渡部氏は、カッティングエッジ本社の強みについて、「ワンストップでプロジェクトができる点にある」話す。「CG、VFXのみでなく、撮影、編集、グレーディングなども含め、すべてを一貫して制作できる。 CGをつくる中で、ポストプロが併設していることで、途中段階でのオンラインとCGのやりとり、試行錯誤をできる。最終的にルックを高めることにつながっている」と説明する。

そうした中で、日本ならではの制作態勢をどのように構築するのか。また、オーストラリアのリソースとの連携はどのように進めるのか。
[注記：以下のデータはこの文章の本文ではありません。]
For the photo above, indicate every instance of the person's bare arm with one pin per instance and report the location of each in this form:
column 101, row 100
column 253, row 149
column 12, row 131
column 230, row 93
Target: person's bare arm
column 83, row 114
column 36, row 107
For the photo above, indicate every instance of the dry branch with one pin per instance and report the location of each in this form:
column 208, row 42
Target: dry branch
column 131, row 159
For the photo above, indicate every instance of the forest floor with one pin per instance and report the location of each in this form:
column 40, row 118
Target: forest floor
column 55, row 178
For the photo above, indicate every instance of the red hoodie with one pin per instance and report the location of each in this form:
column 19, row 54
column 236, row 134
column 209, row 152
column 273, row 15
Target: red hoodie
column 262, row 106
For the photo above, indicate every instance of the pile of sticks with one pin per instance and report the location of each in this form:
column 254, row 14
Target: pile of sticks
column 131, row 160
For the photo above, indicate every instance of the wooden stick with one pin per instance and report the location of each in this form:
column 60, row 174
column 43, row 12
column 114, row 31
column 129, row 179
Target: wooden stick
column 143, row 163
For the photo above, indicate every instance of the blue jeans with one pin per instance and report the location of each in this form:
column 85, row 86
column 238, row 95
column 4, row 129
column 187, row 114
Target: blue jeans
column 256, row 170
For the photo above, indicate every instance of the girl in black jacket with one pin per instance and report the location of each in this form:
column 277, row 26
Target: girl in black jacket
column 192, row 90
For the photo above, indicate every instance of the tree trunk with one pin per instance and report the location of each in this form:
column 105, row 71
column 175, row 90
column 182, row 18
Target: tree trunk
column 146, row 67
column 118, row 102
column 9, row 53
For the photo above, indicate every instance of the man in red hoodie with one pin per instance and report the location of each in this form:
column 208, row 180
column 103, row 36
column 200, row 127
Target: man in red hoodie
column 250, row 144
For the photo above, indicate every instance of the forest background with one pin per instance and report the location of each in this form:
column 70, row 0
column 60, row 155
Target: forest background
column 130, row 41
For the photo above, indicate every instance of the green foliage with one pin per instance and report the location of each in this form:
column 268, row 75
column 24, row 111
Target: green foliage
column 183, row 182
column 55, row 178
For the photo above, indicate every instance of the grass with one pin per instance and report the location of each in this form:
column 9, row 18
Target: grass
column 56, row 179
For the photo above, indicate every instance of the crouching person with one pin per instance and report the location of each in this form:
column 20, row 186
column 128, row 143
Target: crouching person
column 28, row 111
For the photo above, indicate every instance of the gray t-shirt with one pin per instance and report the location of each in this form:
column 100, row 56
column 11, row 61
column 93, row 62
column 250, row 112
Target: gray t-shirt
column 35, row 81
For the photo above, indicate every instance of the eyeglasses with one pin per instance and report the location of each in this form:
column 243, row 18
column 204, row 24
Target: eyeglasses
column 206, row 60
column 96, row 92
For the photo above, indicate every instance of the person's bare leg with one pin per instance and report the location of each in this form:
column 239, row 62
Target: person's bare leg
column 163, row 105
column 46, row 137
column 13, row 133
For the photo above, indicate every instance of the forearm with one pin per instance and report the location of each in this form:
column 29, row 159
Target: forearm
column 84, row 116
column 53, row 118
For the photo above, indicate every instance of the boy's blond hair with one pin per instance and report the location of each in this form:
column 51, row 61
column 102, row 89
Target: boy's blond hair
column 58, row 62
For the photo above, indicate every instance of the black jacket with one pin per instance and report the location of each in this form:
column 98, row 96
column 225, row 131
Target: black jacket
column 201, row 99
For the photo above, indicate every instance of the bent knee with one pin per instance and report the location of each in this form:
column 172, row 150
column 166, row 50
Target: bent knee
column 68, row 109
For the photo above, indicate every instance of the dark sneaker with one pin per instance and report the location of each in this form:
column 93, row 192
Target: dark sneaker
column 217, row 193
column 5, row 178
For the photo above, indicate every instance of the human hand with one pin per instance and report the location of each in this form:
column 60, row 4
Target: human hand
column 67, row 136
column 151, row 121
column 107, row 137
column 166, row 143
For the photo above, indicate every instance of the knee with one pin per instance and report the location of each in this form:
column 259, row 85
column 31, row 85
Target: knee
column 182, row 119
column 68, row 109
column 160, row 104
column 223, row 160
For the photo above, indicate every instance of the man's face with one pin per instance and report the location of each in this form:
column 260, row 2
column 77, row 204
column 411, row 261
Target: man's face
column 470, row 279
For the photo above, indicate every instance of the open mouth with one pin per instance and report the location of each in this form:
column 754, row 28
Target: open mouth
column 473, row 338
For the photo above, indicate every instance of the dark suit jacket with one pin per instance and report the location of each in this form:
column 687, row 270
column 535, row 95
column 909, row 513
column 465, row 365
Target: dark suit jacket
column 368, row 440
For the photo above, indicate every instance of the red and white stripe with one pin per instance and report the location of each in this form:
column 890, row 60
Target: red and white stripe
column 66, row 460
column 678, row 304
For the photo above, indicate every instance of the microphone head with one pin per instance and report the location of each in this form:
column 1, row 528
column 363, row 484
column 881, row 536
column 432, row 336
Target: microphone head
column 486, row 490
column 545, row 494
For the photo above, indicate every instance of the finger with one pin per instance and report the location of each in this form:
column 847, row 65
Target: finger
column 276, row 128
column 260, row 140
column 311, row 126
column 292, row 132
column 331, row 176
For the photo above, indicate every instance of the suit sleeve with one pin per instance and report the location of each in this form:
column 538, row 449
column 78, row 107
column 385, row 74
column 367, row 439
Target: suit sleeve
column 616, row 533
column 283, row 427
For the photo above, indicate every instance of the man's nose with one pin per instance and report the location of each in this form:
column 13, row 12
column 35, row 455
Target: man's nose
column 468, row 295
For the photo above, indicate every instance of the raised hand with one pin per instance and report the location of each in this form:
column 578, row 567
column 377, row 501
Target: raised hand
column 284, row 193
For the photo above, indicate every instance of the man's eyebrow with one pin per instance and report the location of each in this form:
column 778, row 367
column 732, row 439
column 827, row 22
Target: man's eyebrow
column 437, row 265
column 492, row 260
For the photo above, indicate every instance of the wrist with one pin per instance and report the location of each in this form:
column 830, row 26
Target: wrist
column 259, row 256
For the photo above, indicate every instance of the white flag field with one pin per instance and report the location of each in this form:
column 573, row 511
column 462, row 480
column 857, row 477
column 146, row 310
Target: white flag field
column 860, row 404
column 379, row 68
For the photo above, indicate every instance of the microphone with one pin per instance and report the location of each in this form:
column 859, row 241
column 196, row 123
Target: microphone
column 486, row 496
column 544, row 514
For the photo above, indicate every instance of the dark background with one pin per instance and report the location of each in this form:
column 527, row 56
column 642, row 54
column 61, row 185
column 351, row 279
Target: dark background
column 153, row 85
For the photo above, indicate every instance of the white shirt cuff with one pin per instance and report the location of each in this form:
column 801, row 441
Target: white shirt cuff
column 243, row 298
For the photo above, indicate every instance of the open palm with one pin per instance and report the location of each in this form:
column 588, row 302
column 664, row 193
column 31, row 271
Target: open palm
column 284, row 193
「VFXをトータルで考えられるプロダクションを目指したい。VFXは広義ではCGIに加え、モーションコントロールカメラや、ミニチュア、アニマトロニクス、特殊メイク、マットペイントなど幅広い分野にわたる。デジタル技術とこうしたアナログの技術を組み合わせたトータルソリューションを提案していけることが重要。幅広いネットワークを活かし、全体のプロデュース、スーパーバイズにもっていきたい」

渡部氏は、カッティングエッジでの業務と並行して、2019年度以降も大学で教鞭を執る。CG、VFXの業界を目指す若手の教育・育成と、プロダクション業務の両立の中で、新たな構想も計画中という。「教育と産業がコラボできる、ワークショップのようなスタイルを検討している。学生には、ツールの使い方だけでなく、トータルな視野で制作に携わる体験をさせるとともに、プロダクションとして若いアイデアを取り込む機会にできれば」(渡部氏)と話す。